Plus généralement, au lieu d’avoir uniquement de la recherche constituée sur ces dernières années dans l’idée de fabriquer des nouveaux produits pour pouvoir transférer le risque, on va faire de la recherche sur une meilleure évaluation du risque. Beaucoup est à faire sur les interactions non linéaires entre les acteurs de la finance de manière à comprendre et simuler les changements de régime qui font abruptement passer de configurations stables à des dynamiques chaotiques. La macroéconomie, issue de la double hypothèse de la rationalité parfaite des agents économiques et de l’efficience des marchés, est extrêmement pauvre dans son pouvoir explicatif des interactions entre la finance et l’économie réelle. Il s’agit d’une apologétique de la finance de marché, pas du tout d’une démarche analytique partant des phénomènes observables. Le secteur financier y est extrêmement pauvre dans sa modélisation. Il est donc tout à fait impossible de quantifier l’impact des contraintes de bilan sur le Pib, le chômage et les autres agrégats fondamentaux de la macroéconomie. C’est pourquoi l’impact des crises est toujours grossièrement sous-estimé par les outils usuels de la prévision. Un immense chantier est donc à défricher sous l’aiguillon de la crise.

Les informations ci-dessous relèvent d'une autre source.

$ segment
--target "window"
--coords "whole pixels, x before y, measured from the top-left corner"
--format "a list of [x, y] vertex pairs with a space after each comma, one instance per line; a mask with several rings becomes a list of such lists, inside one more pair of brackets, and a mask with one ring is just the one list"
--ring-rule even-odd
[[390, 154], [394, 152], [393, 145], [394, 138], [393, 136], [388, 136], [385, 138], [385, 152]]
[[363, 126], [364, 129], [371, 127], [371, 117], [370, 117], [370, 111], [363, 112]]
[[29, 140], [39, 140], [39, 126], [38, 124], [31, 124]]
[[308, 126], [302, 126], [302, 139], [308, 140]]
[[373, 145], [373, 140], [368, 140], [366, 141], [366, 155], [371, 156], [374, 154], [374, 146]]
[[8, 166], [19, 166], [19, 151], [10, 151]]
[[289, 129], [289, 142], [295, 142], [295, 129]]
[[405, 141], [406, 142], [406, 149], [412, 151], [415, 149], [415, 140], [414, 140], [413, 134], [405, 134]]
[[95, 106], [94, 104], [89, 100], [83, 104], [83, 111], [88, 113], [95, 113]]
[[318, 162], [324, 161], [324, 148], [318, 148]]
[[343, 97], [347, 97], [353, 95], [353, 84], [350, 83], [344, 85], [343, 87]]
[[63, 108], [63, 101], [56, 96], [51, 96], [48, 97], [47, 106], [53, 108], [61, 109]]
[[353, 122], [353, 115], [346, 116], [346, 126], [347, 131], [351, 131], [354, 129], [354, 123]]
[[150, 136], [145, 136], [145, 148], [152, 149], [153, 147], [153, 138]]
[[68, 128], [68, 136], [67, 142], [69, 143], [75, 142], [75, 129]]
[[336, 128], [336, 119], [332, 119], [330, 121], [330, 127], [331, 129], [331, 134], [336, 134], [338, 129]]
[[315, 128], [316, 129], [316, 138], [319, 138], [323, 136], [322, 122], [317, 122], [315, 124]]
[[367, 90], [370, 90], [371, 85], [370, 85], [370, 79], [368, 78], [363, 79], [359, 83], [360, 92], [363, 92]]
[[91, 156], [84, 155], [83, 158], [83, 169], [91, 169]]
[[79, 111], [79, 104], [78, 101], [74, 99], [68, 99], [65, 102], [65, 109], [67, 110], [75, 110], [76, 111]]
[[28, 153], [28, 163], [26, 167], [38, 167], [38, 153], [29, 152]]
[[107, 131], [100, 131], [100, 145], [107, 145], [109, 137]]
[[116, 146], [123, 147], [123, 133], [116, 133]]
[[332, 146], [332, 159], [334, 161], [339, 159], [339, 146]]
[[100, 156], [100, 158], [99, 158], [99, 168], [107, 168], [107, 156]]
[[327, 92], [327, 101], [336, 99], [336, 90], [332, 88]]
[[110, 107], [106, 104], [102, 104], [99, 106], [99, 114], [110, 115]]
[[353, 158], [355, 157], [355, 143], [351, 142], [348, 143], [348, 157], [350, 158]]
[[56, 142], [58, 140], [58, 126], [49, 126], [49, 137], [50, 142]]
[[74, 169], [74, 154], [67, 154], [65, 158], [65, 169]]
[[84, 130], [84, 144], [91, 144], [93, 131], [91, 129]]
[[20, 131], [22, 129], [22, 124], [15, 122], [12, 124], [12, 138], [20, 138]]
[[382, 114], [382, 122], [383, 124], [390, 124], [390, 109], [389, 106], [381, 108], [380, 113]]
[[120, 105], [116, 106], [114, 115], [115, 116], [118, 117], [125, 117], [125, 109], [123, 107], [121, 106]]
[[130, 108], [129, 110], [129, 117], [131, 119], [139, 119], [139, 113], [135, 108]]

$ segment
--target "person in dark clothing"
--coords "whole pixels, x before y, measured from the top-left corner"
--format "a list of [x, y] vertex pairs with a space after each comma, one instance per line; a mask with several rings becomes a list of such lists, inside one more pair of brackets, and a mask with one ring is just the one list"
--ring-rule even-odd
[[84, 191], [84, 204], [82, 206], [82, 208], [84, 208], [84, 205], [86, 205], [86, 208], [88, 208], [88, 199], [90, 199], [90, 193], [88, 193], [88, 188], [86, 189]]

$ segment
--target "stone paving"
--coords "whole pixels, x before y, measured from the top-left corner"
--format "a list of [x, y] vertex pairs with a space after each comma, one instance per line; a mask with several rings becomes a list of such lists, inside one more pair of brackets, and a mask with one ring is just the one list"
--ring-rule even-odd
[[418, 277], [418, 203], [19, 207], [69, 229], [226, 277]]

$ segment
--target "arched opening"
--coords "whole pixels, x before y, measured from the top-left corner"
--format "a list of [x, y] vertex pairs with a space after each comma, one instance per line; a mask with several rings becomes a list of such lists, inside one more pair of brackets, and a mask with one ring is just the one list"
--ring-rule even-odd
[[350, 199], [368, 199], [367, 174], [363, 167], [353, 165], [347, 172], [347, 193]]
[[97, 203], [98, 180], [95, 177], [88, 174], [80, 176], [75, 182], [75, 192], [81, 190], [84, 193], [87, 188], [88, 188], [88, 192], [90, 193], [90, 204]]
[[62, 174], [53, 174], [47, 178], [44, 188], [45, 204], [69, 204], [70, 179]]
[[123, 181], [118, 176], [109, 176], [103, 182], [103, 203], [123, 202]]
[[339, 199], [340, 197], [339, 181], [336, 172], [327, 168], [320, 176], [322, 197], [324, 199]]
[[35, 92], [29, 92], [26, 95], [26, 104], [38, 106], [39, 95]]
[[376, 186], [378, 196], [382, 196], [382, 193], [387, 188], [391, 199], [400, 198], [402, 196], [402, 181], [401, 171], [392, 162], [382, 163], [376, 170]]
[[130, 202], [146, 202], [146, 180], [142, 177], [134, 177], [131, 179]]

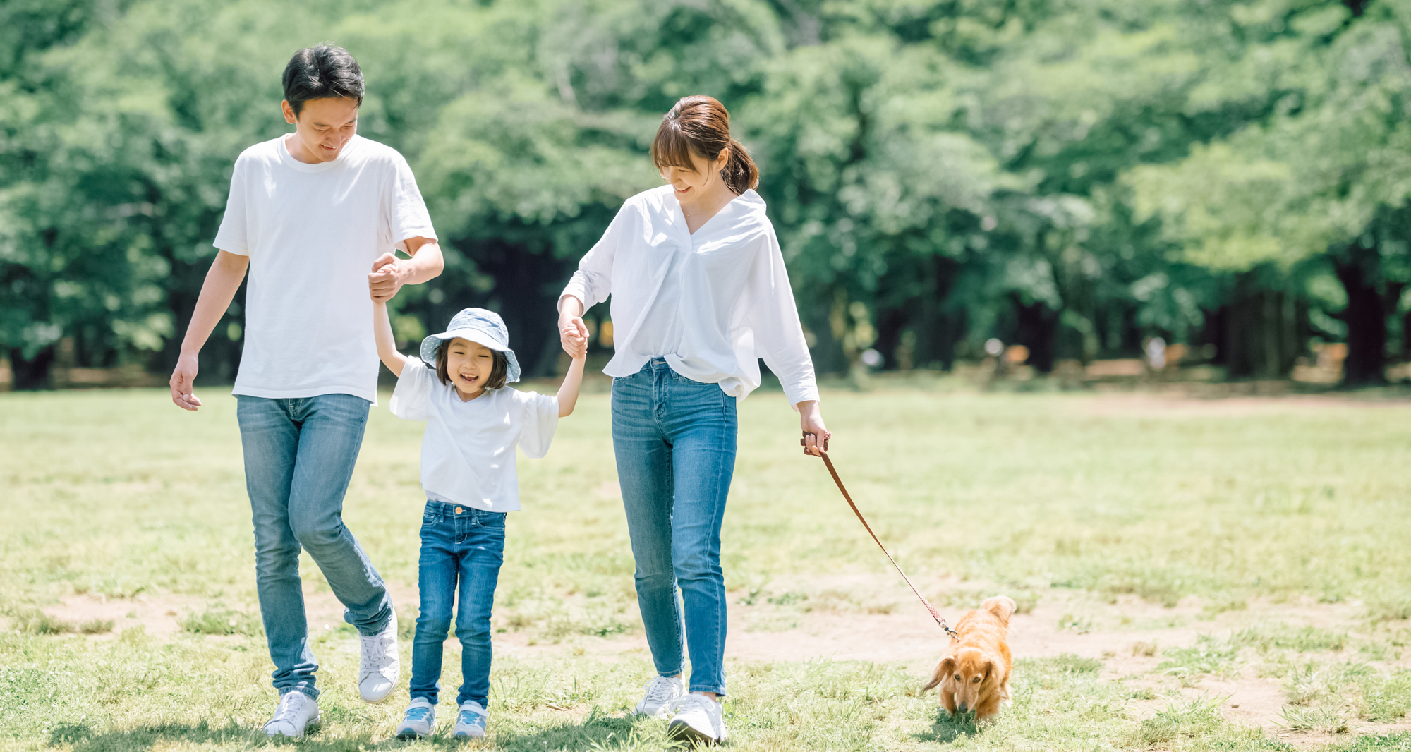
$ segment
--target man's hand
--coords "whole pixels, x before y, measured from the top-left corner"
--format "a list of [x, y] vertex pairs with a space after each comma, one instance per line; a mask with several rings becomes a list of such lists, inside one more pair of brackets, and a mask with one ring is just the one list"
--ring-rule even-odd
[[823, 453], [828, 450], [828, 439], [832, 437], [832, 432], [823, 425], [823, 411], [818, 409], [818, 401], [809, 399], [800, 402], [797, 408], [799, 427], [803, 429], [803, 453], [823, 457]]
[[175, 402], [178, 408], [195, 411], [200, 406], [200, 399], [198, 399], [190, 391], [192, 382], [196, 381], [198, 368], [199, 363], [195, 353], [182, 353], [182, 356], [176, 358], [176, 368], [172, 370], [171, 387], [172, 402]]
[[367, 289], [373, 299], [385, 303], [402, 289], [405, 278], [398, 265], [396, 254], [388, 251], [373, 262], [373, 272], [367, 275]]

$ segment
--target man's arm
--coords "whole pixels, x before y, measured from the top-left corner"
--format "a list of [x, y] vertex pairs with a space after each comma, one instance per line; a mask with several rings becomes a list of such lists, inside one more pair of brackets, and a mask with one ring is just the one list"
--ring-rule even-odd
[[210, 339], [210, 332], [220, 323], [220, 316], [230, 308], [230, 301], [240, 289], [240, 281], [246, 278], [248, 268], [248, 255], [229, 251], [217, 253], [216, 260], [210, 262], [206, 282], [200, 285], [200, 296], [196, 298], [196, 310], [186, 326], [186, 337], [181, 341], [176, 368], [172, 370], [172, 402], [176, 406], [188, 411], [200, 406], [200, 399], [190, 391], [192, 381], [196, 380], [200, 348]]
[[401, 244], [406, 247], [411, 258], [396, 258], [395, 253], [388, 251], [373, 262], [373, 274], [367, 275], [375, 302], [385, 303], [402, 289], [402, 285], [420, 285], [435, 279], [446, 268], [446, 260], [435, 240], [418, 236]]

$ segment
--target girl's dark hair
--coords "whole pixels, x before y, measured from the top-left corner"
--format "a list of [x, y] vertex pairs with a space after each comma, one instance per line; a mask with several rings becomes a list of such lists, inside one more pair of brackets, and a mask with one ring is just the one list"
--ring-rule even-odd
[[744, 193], [759, 185], [759, 168], [749, 158], [749, 151], [729, 137], [729, 113], [715, 97], [703, 95], [682, 97], [672, 111], [662, 117], [652, 140], [652, 161], [656, 169], [686, 166], [694, 169], [691, 154], [707, 161], [720, 158], [729, 148], [729, 161], [720, 176], [735, 193]]
[[[436, 378], [442, 380], [442, 384], [450, 384], [450, 374], [446, 372], [446, 361], [449, 360], [446, 350], [450, 340], [443, 340], [442, 346], [436, 348]], [[494, 353], [495, 363], [490, 367], [490, 378], [485, 380], [487, 389], [498, 389], [505, 385], [505, 378], [509, 374], [509, 358], [505, 357], [499, 350], [491, 350]]]
[[326, 97], [356, 99], [363, 104], [363, 69], [341, 47], [323, 42], [305, 47], [284, 66], [284, 99], [299, 117], [303, 103]]

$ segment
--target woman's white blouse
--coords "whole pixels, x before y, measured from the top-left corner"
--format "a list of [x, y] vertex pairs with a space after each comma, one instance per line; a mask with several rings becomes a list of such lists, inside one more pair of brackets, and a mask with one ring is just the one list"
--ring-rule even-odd
[[677, 374], [744, 399], [759, 387], [763, 358], [790, 405], [818, 399], [783, 253], [753, 190], [694, 236], [672, 186], [632, 196], [579, 261], [563, 295], [584, 309], [612, 296], [617, 351], [604, 374], [629, 377], [660, 356]]

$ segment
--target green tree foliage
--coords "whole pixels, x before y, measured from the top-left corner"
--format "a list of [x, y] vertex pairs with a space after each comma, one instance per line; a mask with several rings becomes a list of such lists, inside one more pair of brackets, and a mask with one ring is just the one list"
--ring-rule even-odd
[[710, 93], [823, 371], [992, 336], [1047, 371], [1163, 336], [1277, 377], [1318, 334], [1377, 381], [1411, 343], [1408, 31], [1407, 0], [11, 0], [0, 343], [27, 387], [61, 337], [165, 368], [236, 155], [286, 131], [289, 54], [333, 40], [443, 236], [446, 274], [395, 299], [404, 339], [484, 305], [552, 370], [560, 285], [658, 183], [660, 114]]

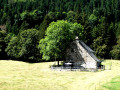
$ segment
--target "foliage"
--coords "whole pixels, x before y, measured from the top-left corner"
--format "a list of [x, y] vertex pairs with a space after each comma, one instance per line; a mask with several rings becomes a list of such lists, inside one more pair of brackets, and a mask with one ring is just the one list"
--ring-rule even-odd
[[0, 30], [0, 59], [4, 59], [6, 57], [5, 53], [6, 43], [4, 41], [6, 35], [7, 33], [4, 30]]
[[39, 31], [28, 29], [22, 31], [18, 36], [11, 38], [6, 52], [11, 58], [23, 58], [29, 60], [37, 60], [40, 57], [38, 43]]
[[64, 20], [52, 22], [47, 28], [46, 37], [39, 43], [43, 59], [62, 58], [69, 43], [77, 34], [82, 36], [82, 32], [83, 27], [80, 24], [72, 24]]
[[120, 59], [120, 36], [118, 37], [117, 44], [111, 50], [111, 55], [115, 59]]

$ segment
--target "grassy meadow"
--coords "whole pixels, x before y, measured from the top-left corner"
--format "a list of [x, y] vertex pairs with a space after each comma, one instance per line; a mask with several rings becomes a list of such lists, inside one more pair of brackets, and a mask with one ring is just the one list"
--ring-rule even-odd
[[54, 63], [1, 60], [0, 90], [120, 90], [118, 60], [104, 61], [108, 70], [98, 72], [54, 71]]

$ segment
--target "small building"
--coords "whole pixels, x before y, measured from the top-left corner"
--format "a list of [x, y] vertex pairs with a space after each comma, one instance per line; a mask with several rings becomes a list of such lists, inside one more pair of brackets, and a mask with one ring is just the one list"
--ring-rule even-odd
[[94, 55], [94, 51], [83, 41], [75, 38], [66, 50], [66, 61], [72, 62], [74, 67], [97, 69], [101, 61]]

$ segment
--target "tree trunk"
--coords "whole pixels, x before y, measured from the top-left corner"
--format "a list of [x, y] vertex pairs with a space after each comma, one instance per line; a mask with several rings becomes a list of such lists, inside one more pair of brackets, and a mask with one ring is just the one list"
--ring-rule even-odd
[[59, 60], [58, 60], [58, 66], [59, 66], [60, 64], [59, 64]]

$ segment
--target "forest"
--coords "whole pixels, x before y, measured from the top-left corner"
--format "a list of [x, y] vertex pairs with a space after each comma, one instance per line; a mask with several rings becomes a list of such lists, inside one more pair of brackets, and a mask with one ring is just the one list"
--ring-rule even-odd
[[0, 0], [0, 26], [1, 60], [64, 60], [76, 35], [97, 57], [120, 59], [120, 0]]

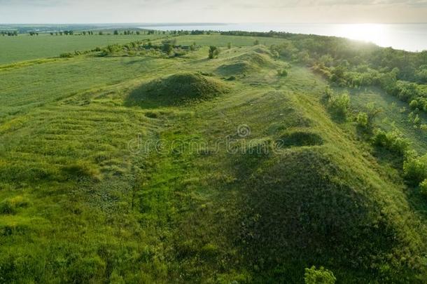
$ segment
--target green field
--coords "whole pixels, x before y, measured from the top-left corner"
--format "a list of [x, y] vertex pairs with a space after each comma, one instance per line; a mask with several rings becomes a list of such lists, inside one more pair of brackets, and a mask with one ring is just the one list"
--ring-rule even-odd
[[[0, 62], [144, 38], [0, 38]], [[406, 102], [335, 87], [337, 118], [284, 39], [176, 39], [197, 46], [0, 65], [0, 283], [425, 283], [427, 198], [355, 119], [374, 102], [425, 154]]]
[[0, 65], [57, 57], [61, 53], [88, 50], [113, 43], [127, 43], [160, 35], [74, 35], [0, 36]]

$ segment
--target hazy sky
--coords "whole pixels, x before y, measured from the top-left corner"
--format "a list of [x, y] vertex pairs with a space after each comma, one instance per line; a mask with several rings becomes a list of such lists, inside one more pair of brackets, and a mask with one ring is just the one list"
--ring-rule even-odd
[[426, 22], [427, 0], [0, 0], [3, 23]]

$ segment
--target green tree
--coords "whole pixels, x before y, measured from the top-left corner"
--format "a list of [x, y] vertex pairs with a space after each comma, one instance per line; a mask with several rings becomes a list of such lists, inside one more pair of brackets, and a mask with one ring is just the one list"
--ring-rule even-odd
[[368, 126], [369, 125], [369, 119], [368, 118], [368, 114], [366, 112], [359, 112], [357, 115], [356, 121], [358, 126], [363, 128], [368, 128]]
[[338, 116], [346, 116], [349, 107], [350, 96], [346, 93], [329, 99], [330, 109]]
[[304, 282], [305, 284], [334, 284], [337, 278], [332, 271], [321, 266], [318, 269], [313, 266], [305, 269]]
[[419, 158], [410, 157], [403, 163], [403, 177], [412, 185], [418, 185], [427, 177], [427, 166]]
[[214, 59], [218, 58], [219, 55], [219, 48], [214, 46], [209, 46], [209, 58]]
[[419, 190], [422, 195], [427, 197], [427, 179], [419, 184]]

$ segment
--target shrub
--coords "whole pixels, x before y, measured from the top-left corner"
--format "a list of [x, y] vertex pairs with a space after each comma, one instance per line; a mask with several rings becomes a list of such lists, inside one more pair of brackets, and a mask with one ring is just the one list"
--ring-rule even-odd
[[74, 55], [71, 53], [61, 53], [59, 55], [59, 57], [61, 58], [71, 58], [74, 56]]
[[369, 125], [369, 120], [368, 118], [368, 114], [363, 111], [359, 112], [356, 119], [357, 121], [357, 125], [363, 128], [368, 128], [368, 126]]
[[304, 282], [306, 284], [334, 284], [336, 280], [334, 273], [323, 266], [318, 269], [314, 266], [310, 269], [305, 269]]
[[286, 77], [286, 76], [288, 76], [288, 71], [284, 69], [283, 70], [277, 70], [277, 75], [281, 77]]
[[11, 202], [6, 200], [0, 203], [0, 214], [15, 214], [16, 209]]
[[350, 107], [350, 97], [348, 94], [331, 97], [329, 107], [337, 115], [345, 116]]
[[395, 131], [386, 133], [379, 129], [375, 131], [372, 137], [372, 144], [377, 147], [384, 147], [392, 152], [405, 155], [409, 147], [410, 142]]
[[418, 107], [418, 101], [416, 100], [413, 100], [410, 103], [410, 107], [412, 109], [415, 109]]
[[410, 157], [403, 163], [403, 177], [412, 185], [418, 185], [427, 178], [427, 167], [420, 159]]
[[419, 190], [422, 195], [427, 197], [427, 179], [419, 184]]
[[218, 58], [219, 55], [219, 48], [214, 46], [209, 46], [209, 59], [214, 59]]

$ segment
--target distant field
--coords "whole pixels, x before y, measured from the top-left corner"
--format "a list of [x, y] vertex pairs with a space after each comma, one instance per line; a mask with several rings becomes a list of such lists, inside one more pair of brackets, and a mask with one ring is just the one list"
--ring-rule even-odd
[[181, 36], [178, 39], [178, 44], [191, 44], [195, 42], [200, 46], [209, 46], [216, 44], [218, 46], [226, 46], [228, 43], [231, 43], [233, 46], [246, 46], [253, 44], [258, 40], [260, 43], [270, 46], [284, 42], [283, 39], [276, 39], [272, 37], [262, 36], [222, 36], [220, 34], [211, 34], [197, 36]]
[[112, 43], [126, 43], [160, 35], [93, 35], [0, 36], [0, 65], [58, 56], [62, 53], [86, 50]]
[[[0, 65], [147, 37], [0, 38]], [[339, 117], [284, 39], [176, 39], [199, 46], [0, 66], [0, 283], [423, 283], [427, 199], [355, 119], [374, 102], [425, 154], [407, 104], [335, 87]]]

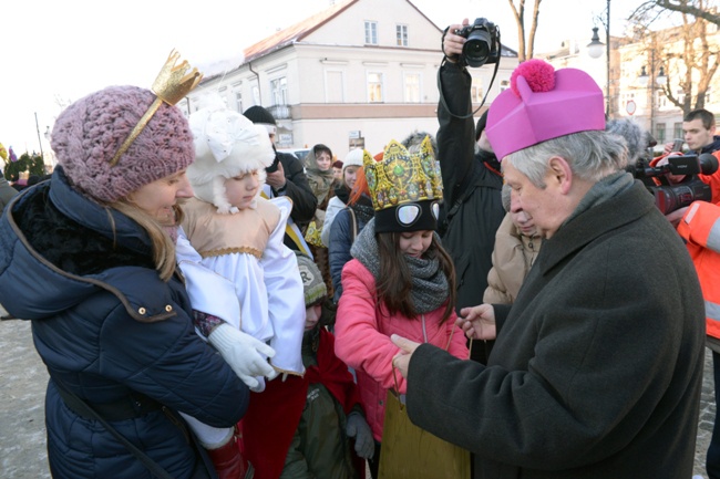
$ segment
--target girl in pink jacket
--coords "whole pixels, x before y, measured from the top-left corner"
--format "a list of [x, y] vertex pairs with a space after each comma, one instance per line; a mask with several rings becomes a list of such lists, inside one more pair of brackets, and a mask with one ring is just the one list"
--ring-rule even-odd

La division du monde scientifique en économie fait que l’on raisonne en micro ou en macro ; la difficulté n’est-elle pas de trouver des économistes qui font le lien entre les deux ?

Cette question me semble en effet tout à fait cruciale dans la ligne de la réflexion ci-dessus. Il est vrai que la division du travail au niveau de la recherche en économie a été assez désastreuse. Pour une part, elle permet des avancées, avec par exemple la théorie de l’information, la microfinance comportementale, la mise en évidence des interdépendances des acteurs… Les modèles macroéconomiques restent sous hypothèse de l’efficience des marchés, parce qu’ils ne savent pas prendre en compte les complexités des comportements hétérogènes. Mais pour développer des études macroéconomiques, on est aussi confrontés à la complexité et à la masse des informations à traiter. Il faut donc une très forte incitation. Et la recherche ne peut pas se faire au niveau du chercheur individuel, ni même d’équipes de recherche universitaire, parce qu’il faut avoir un accès à des données jusqu’ici non accessibles. Il est à espérer que les nouvelles exigences des régulateurs à l’égard de la divulgation d’informations sensibles par les acteurs de la finance rendront possibles des efforts collectifs de recherche considérables.

Du côté de la formation

Comment les écoles de formation des élites économiques prennent-elles en compte l’échec collectif manifesté par la crise ? Si les acteurs restent discrets en France sur ce sujet, l’hebdomadiare Newsweek s’est posé la question au cours de l’été1. L’article part du constat que tous les dirigeants des grandes banques et établissements financiers américains sont titulaires d’un Mba. Cox (ancien dirigeant de la Sec), Stanley O’Neal (ex-Merril Lynch), Henry Paulson sont des anciens d’Hbs. Aussi l’approche de l’article est-il de décortiquer les formations dont sont issus les dirigeants qui furent les acteurs de la crise.

Un certain statu quo dans la méthode pédagogique des business schools a longtemps prévalu. On a souvent pu reprocher aux formations Mba d’inculquer aux étudiants une trop grande confiance dans les modèles financiers et les chiffres. La spécialisation excessive des étudiants les a également conduits à occulter la possibilité de risques systémiques, créant ainsi une certaine myopie de l’élite des affaires.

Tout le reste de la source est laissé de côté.